The movie spends a lot of time outlining the strategies that led to Milk’s eventual victory, yet it always feels a little stagey and never quite recreates the feel of his legendarily disorganized campaign. Its overreliance on montage keeps us at emotional arm’s length, and a generally welcome lack of sensationalism has the unfortunate side effect of making Milk’s election to office feel anticlimactic.

But the main problem is the script’s failure to dig beneath the surface. We get little more than a cameo appearance by crucial campaign manager Anne Kronenberg (Allison Pill), who we learn about more by hearing how others describe her than by watching her in action. And we know almost nothing about either of Milk’s two live-in lovers, Scott and Jack (Diego Luna), except that Scott is supportive and stable while Jack is demanding and unstable. Of course, that makes Milk’s relationships with both men feel pretty thin.
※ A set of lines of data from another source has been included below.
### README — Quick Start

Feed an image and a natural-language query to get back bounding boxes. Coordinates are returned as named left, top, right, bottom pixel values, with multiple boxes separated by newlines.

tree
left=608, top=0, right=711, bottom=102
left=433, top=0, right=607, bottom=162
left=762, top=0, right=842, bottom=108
Milk’s fellow city supervisor and eventual murderer Dan White (Josh Brolin) remains wholly opaque, which in turn makes it unclear whether Milk was killed because his activism set off anti-gay bigotry or because he crossed paths with an emotionally unstable coworker who fixated on him for some unknown reason. And Milk himself comes off as too good to be true – although one scene, in which he directs campaign organizer Cleve Jones (Emile Hirsch) to incite a near-riot just so he can play the hero by stopping it, hints at an opportunistic, manipulative side.

The movie leans too heavily on a couple of gay stereotypes. There are at least two too many scenes of Milk basking in opera, including a laughably heavy-handed death scene. Not even Sean Penn can pull off teetering before a window on his knees, mortally wounded, while gazing at posters advertising Tosca.

Penn also gets the unenviable task of reading from the final statement Milk left to be played in the event of his assassination. Every so often, the movie grinds to a halt while we watch Penn’s Milk sit at a kitchen table and record parts of that statement, most of which tell us things we’ve already seen unfold or are about to watch.

In spite of everything, Penn does a wonderful job. Widening his deep-creased smile and softening his eyes, he exudes waves of joy, loving kindness, humor, and courage that make it easy to imagine why so many people might have been so drawn to Milk – though I could never quite stop wondering what might have been airbrushed out of that portrait.

Brolin is also excellent, giving White a stiff, needy nerdiness that makes him pitiable rather than odious. And Franco’s slow-burning incandescence, Luna’s askew intensity, and Hirsch’s flirty charisma make their characters interesting to watch even when they don’t have much to do.

And yet, when the filmmakers intercut footage of the actors with documentary footage of the people they’re playing at the end of the film, almost all the real people look more complex and compelling than their Hollywood counterparts.

The last one we see is Milk, caught in the middle of an extended laugh, surrounded by friends, and delighted by the life he was living so fully. More than anything else in this two-hour-plus movie, that fleet, flickering image made me mourn his violent and untimely death.